La politica di austerity può azzerare l’effetto positivo innescato dalle riforme. Lo scrive ”
“La flessibilità di bilancio – spiega il Csc – è stata pensata come un incentivo per adottare virtuose riforme strutturali e investimenti, per i paesi che sono riusciti, con alti costi sociali, a ridurre i deficit pubblici sotto la soglia del 3%. Oltre che per fronteggiare situazioni eccezionali, come un flusso migratorio straordinario, e una congiuntura economica particolarmente negativa”.
“La clausola delle riforme è la parte più rilevante della flessibilità, sia politicamente sia economicamente. Così come è stata ideata e applicata ha gravi limiti che ne minano l`efficacia – prosegue Confindustria -. I limiti sono: la dimensione ridotta, pari al massimo a 0,5 punti di Pil, e la concentrazione in un solo anno, che penalizzano quelle riforme che abbiano costi superiori alla soglia e protratti nel tempo; la rapidità del rientro, che impone la riduzione del maggior deficit in tre anni. Diventa così elevato il rischio di azzerare l`efficacia delle riforme stesse, a causa degli effetti recessivi delle manovre necessarie a riassorbire la deviazione consentita dalla clausola”.

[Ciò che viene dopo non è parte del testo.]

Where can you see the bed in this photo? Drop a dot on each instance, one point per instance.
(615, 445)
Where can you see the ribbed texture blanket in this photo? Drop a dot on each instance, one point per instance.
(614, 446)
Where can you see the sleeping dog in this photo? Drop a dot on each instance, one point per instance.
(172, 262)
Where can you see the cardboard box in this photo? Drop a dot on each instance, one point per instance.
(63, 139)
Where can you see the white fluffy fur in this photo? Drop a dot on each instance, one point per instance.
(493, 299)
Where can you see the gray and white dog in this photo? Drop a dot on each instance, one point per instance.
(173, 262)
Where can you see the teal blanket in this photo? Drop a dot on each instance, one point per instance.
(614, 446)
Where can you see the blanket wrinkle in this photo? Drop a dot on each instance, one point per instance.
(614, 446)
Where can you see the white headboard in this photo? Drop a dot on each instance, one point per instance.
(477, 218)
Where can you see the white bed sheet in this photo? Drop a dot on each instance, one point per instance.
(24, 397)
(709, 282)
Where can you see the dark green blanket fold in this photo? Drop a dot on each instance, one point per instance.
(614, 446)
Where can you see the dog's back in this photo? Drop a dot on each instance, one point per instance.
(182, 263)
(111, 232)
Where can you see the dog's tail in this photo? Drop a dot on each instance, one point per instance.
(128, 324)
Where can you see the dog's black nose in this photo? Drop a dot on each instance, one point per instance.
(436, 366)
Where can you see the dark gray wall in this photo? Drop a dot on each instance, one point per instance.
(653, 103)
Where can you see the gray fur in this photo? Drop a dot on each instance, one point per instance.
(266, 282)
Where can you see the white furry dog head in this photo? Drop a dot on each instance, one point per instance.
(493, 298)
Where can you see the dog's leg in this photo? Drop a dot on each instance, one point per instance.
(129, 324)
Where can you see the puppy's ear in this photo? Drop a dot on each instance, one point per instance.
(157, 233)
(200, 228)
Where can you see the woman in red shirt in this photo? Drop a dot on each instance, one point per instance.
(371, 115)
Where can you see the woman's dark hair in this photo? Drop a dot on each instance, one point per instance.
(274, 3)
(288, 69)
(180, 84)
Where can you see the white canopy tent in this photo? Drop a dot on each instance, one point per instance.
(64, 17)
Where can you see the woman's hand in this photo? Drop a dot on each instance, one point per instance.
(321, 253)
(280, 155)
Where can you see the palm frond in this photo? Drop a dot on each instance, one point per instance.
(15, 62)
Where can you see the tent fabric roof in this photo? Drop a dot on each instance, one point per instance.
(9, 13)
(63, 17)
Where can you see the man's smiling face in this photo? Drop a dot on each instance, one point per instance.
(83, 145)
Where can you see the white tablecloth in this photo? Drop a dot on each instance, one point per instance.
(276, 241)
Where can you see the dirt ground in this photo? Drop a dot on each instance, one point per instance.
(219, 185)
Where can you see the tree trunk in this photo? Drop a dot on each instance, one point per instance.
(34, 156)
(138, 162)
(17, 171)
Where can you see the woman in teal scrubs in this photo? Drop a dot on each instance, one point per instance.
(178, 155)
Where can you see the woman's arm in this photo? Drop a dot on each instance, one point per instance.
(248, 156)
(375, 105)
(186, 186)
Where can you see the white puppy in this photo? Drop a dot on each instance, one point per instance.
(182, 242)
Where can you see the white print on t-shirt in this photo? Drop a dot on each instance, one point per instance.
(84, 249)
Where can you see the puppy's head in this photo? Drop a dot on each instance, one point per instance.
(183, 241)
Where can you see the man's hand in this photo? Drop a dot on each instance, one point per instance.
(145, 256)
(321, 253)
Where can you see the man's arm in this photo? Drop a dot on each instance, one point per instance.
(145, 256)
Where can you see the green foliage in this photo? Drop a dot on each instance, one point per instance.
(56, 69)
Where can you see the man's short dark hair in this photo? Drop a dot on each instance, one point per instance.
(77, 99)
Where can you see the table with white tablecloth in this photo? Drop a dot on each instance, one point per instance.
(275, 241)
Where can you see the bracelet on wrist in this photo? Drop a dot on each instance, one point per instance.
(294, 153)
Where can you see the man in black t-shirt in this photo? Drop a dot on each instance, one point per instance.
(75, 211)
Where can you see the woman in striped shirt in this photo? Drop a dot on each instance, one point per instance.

“Inoltre, le manovre di rientro post-flessibilità, peggiorando nell`immediato la performance dell`economia, minano il consenso politico alle riforme – aggiungono gli industriali -. Infatti, il peggioramento facilmente viene imputato dai cittadini alle riforme stesse, essendo l`uno contemporaneo alle altre. In questo modo si accentua la percezione dei costi sociali delle riforme; ciò aumenta la probabilità del loro rigetto e rende più instabile il quadro politico. L`instabilità può arrivare al punto di far cadere i governi riformatori e affermare elettoralmente gli oppositori delle riforme, i quali finiscono per abolirle”.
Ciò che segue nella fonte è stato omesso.